Plate appearances are again a bit of question for Kang, but this time around it is more due to his recovering from injury. The timetable is uncertain, but the latest update is Opening Day is not off the table for Kang. But, let’s throw the recovery time out the window ( I know Kang would) and focus on what Kang is actually bringing to the table. Was the top-notch hitting we started to see in July indicative of future performance? Personally, I think Kang was starting to put it all together and has the potential to crack the top five at the position in 2016, assuming he doesn’t miss too much time in recover. Oh, would you like me to give you some sort of data to support this? Okay, fine, I will oblige.
Now sure, there will be detractors, like the fluctuating strikeout and walk rates, but in July and August Kang managed to keep his K% down below 20 after it soared up to 24.1% in June. Overall the K rate went up and walk rate went down in the second half, but that doesn’t have me worried at the moment. One thing I liked, is that Kang was starting to pull the ball less, and, instead, used all the fields, even hitting almost an even percentage of balls to each field in August. Kang was rarely going opposite field in April and May, and once he started spreading the wealth things seemed to pick up a bit. Another thing that was encouraging was the fact that Kang was hitting the ball with more power. In April through June, Kang had hard contact percentages of 23.8, 27.3 and 23.2 respectively. Come July about 45% of the balls flying off Kang’s bat were considered hard hit. If you go first half to second, Kang’s hard hit percentage went from 27 to 43. Couple that with the fact Kang saw a bit of an increase in fly balls as well, I think you can do the math. If you can’t, well, hard hit fly balls tend to have a higher percentage chance of becoming extra base hits; more importantly, homer runs.

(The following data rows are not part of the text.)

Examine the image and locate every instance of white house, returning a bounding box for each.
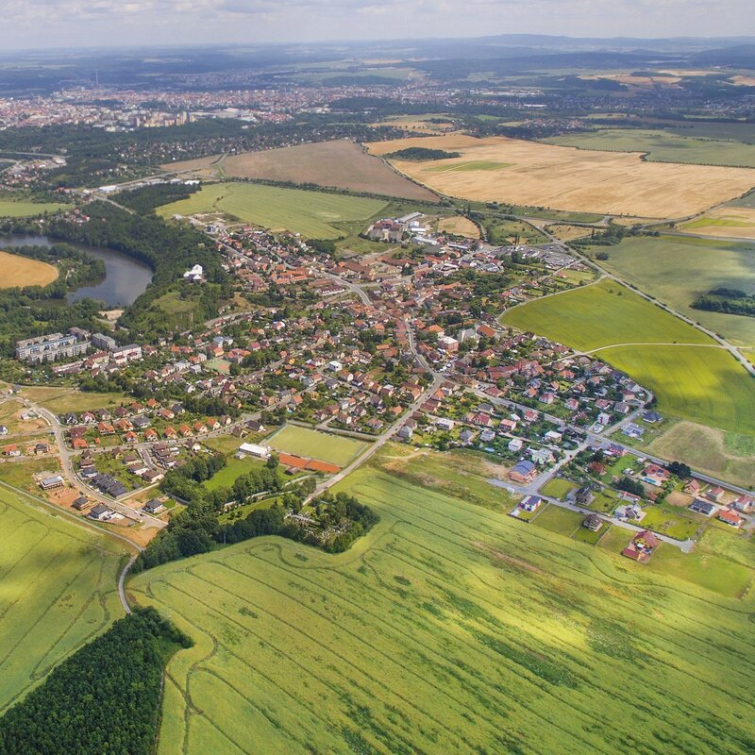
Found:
[184,265,204,283]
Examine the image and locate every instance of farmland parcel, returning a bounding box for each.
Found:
[368,134,755,218]
[0,485,125,712]
[266,425,367,467]
[0,252,58,288]
[601,236,755,346]
[159,183,386,239]
[222,140,438,202]
[503,281,755,433]
[129,470,755,755]
[543,129,755,168]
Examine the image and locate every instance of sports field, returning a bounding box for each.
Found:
[597,346,755,435]
[0,485,127,712]
[502,280,714,351]
[543,128,755,168]
[677,206,755,240]
[265,425,367,467]
[0,252,58,288]
[204,456,265,490]
[158,183,386,239]
[0,199,69,218]
[222,139,438,202]
[595,236,755,346]
[368,134,755,218]
[128,470,755,755]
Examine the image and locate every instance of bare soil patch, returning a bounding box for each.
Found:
[367,134,755,218]
[223,140,438,202]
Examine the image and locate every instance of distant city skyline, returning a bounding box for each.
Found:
[3,0,755,50]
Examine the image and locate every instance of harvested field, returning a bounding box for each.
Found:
[158,182,386,238]
[546,224,600,241]
[0,252,58,288]
[222,140,438,202]
[678,206,755,240]
[647,422,755,487]
[438,215,480,239]
[368,134,755,218]
[128,469,755,755]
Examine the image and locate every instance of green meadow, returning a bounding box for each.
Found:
[543,128,755,168]
[598,346,755,435]
[0,199,69,218]
[0,485,127,713]
[158,183,387,239]
[266,425,367,467]
[430,160,514,173]
[596,236,755,346]
[502,280,755,434]
[128,469,755,755]
[502,280,713,351]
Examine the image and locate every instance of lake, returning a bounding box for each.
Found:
[0,234,152,308]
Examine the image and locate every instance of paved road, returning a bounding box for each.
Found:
[307,377,445,502]
[19,397,167,529]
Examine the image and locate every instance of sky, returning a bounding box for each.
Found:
[0,0,755,50]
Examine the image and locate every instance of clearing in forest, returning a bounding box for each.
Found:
[222,139,438,202]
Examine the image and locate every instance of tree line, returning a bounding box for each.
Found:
[0,608,192,755]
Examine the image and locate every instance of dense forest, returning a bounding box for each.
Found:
[6,202,232,340]
[690,287,755,317]
[118,182,201,215]
[133,454,379,572]
[0,608,192,755]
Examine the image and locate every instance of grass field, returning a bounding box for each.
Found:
[438,215,480,239]
[546,223,593,241]
[543,128,755,168]
[266,425,367,467]
[677,206,755,239]
[21,388,134,414]
[128,470,755,755]
[600,346,755,435]
[158,183,386,239]
[595,236,755,346]
[647,422,755,487]
[219,140,438,202]
[368,134,755,218]
[502,280,713,356]
[0,199,69,218]
[0,252,58,288]
[0,486,126,712]
[204,456,265,490]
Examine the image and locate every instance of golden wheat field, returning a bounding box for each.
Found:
[438,215,480,239]
[0,252,58,288]
[222,139,438,202]
[367,134,755,218]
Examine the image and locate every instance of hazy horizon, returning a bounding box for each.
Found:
[3,0,755,51]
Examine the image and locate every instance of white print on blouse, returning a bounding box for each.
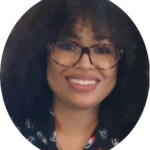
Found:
[26,136,35,145]
[111,138,119,148]
[85,136,95,149]
[13,123,21,133]
[50,131,56,142]
[99,129,107,139]
[25,118,34,129]
[37,132,47,145]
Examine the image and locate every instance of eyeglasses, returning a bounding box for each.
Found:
[47,40,124,70]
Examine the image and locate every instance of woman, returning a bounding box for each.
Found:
[0,0,147,150]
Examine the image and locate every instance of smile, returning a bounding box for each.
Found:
[66,78,100,92]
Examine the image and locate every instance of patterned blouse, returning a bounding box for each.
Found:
[12,109,120,150]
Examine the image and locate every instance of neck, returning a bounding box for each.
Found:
[53,99,99,137]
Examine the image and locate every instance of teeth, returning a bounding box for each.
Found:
[69,79,96,85]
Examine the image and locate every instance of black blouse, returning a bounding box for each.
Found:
[12,109,122,150]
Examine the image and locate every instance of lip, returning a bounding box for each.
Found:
[66,75,100,82]
[67,79,99,92]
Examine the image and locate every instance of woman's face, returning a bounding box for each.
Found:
[47,21,117,109]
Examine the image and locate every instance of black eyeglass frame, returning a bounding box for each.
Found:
[47,40,124,70]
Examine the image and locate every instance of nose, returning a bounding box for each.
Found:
[74,53,95,70]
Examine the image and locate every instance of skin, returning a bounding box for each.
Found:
[47,20,117,150]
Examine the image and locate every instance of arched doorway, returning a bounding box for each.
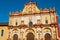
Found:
[45,33,51,40]
[13,34,18,40]
[27,32,34,40]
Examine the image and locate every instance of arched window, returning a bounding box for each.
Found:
[1,30,4,36]
[15,22,18,25]
[29,21,33,27]
[45,20,48,24]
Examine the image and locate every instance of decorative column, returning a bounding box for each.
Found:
[20,31,24,40]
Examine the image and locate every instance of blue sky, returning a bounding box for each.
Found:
[0,0,60,23]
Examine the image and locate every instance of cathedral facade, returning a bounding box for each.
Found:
[0,2,59,40]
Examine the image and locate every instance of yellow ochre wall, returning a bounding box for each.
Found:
[0,26,8,40]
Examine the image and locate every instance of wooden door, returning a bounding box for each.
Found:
[45,33,51,40]
[27,33,34,40]
[13,34,18,40]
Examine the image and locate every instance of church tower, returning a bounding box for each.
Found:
[0,1,59,40]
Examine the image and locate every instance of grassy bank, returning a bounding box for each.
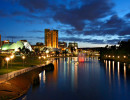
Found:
[0,64,54,100]
[0,57,45,75]
[101,56,130,64]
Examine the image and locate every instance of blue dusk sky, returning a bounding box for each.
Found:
[0,0,130,47]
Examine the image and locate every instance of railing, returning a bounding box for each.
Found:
[0,61,53,83]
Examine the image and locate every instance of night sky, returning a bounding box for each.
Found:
[0,0,130,47]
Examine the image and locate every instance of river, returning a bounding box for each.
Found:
[18,57,130,100]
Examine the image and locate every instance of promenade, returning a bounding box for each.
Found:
[0,63,48,84]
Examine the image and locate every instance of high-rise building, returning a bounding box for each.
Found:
[45,29,58,48]
[0,35,2,47]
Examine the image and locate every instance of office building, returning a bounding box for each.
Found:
[45,29,58,48]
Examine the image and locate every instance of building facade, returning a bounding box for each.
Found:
[0,35,2,47]
[45,29,58,48]
[58,42,67,48]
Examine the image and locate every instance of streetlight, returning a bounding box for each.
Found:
[5,57,10,77]
[22,56,25,66]
[10,55,14,67]
[124,56,126,58]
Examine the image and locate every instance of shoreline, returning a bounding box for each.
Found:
[0,63,54,100]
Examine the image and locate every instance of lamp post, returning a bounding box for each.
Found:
[10,55,14,67]
[38,56,42,63]
[5,57,10,78]
[22,56,25,66]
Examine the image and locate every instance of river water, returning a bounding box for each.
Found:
[18,57,130,100]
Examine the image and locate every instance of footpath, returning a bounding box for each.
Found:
[0,64,47,84]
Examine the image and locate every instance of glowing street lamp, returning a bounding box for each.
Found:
[22,56,25,66]
[124,56,126,58]
[5,57,10,69]
[38,57,41,59]
[5,57,10,77]
[10,55,14,67]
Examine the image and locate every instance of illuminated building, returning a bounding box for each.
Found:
[58,42,67,48]
[45,29,58,48]
[1,41,32,51]
[0,35,1,47]
[68,42,78,49]
[2,40,9,45]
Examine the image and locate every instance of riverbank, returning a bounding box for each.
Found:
[100,56,130,64]
[0,64,54,100]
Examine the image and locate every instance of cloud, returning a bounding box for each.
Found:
[27,30,44,33]
[5,36,44,39]
[19,0,48,12]
[125,13,130,18]
[54,0,113,30]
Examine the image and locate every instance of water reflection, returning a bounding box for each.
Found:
[124,63,126,84]
[18,57,130,100]
[103,60,129,87]
[117,62,120,85]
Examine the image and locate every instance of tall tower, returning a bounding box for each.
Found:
[45,29,58,48]
[45,29,52,47]
[0,34,2,47]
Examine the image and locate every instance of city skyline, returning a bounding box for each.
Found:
[0,0,130,47]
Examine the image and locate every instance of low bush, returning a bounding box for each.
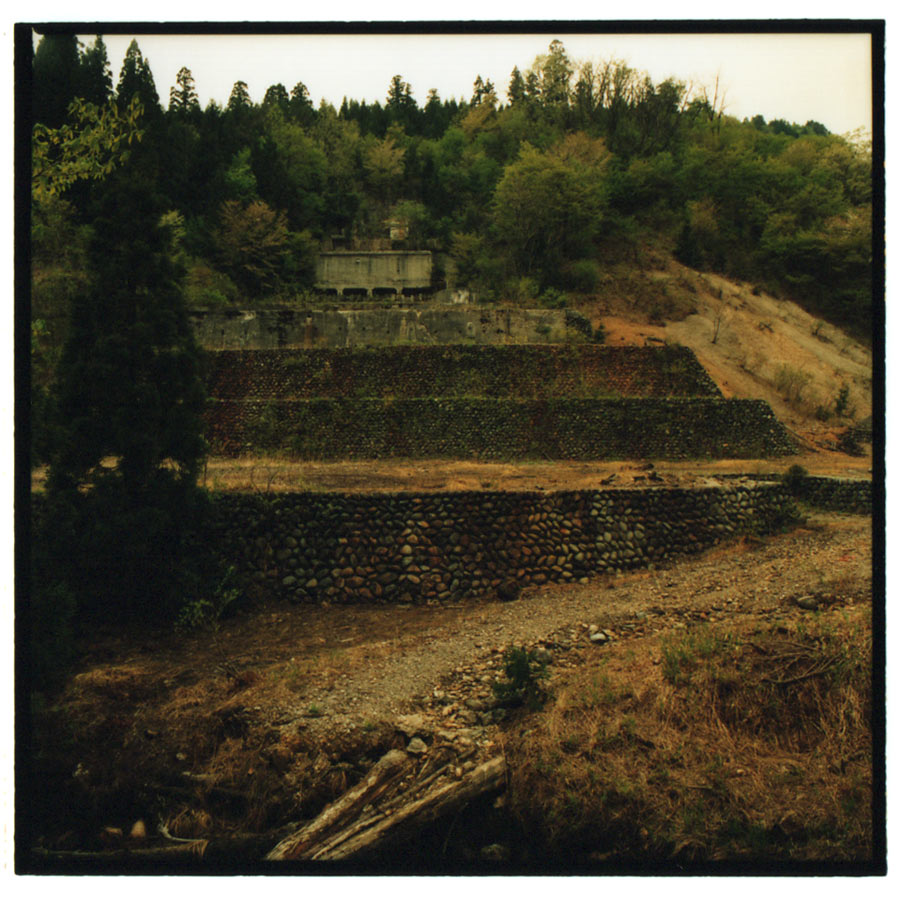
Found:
[494,647,547,710]
[504,610,872,865]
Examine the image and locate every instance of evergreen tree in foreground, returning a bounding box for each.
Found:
[44,166,205,614]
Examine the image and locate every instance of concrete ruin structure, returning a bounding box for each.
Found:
[316,250,431,296]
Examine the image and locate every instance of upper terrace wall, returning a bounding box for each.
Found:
[208,344,722,400]
[190,305,591,350]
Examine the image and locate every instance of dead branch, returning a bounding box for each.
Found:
[307,756,506,861]
[266,750,410,860]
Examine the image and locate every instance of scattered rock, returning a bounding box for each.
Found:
[480,844,509,862]
[406,738,428,756]
[397,713,431,737]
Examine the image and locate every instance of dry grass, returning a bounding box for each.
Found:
[506,609,872,861]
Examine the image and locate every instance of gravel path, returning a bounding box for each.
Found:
[284,515,872,733]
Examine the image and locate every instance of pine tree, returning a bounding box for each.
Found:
[79,34,112,106]
[32,34,81,128]
[227,81,253,112]
[506,66,525,106]
[116,40,162,120]
[51,166,203,497]
[40,160,205,617]
[169,66,200,116]
[289,81,316,127]
[263,84,291,112]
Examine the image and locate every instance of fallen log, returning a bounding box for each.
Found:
[266,750,411,860]
[278,756,506,861]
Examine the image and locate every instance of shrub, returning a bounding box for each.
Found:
[540,288,568,309]
[564,259,601,294]
[175,566,241,631]
[494,647,547,709]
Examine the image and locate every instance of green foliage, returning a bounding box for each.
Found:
[834,384,853,416]
[31,96,144,202]
[493,647,548,710]
[175,566,241,631]
[493,134,608,284]
[539,288,568,309]
[661,626,729,687]
[216,200,289,297]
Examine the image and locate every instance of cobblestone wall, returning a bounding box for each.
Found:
[208,484,795,603]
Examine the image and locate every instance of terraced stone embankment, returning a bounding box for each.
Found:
[213,484,794,603]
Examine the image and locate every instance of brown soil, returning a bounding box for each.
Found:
[190,451,872,493]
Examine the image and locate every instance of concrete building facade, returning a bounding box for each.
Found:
[316,250,431,294]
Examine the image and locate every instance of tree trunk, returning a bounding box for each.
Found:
[266,756,506,861]
[266,750,410,860]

I don’t think I (or anyone else) can definitely say that this will be a breakout year for Kang, but I will say that given a full season (or close to it) Kang ends up a top five shortstop in 2016. Is that bold? From the few rankings I have seen, seems like breaking the top ten at the position would be Kang’s ceiling, but call me crazy (it will not be the first or the last time) because I like Kang to turn some heads this season.
Currently in NFBC drafts Kang is currently the 14th 3B and 10th SS off the board, with an ADP of 174. Keep in mind these are deep leagues with a middle infield slot, so the rest of us plebeians in smaller, shallower leagues, could see Kang fall a bit further. For our purposes, let’s use the 174 ADP right now; in a standard 12 team league, that’s the 15th round. Now, even with the PA question mark, I’m going 13th, maybe even 12th round for Kang. Considering the potential reward that isn’t much of a reach.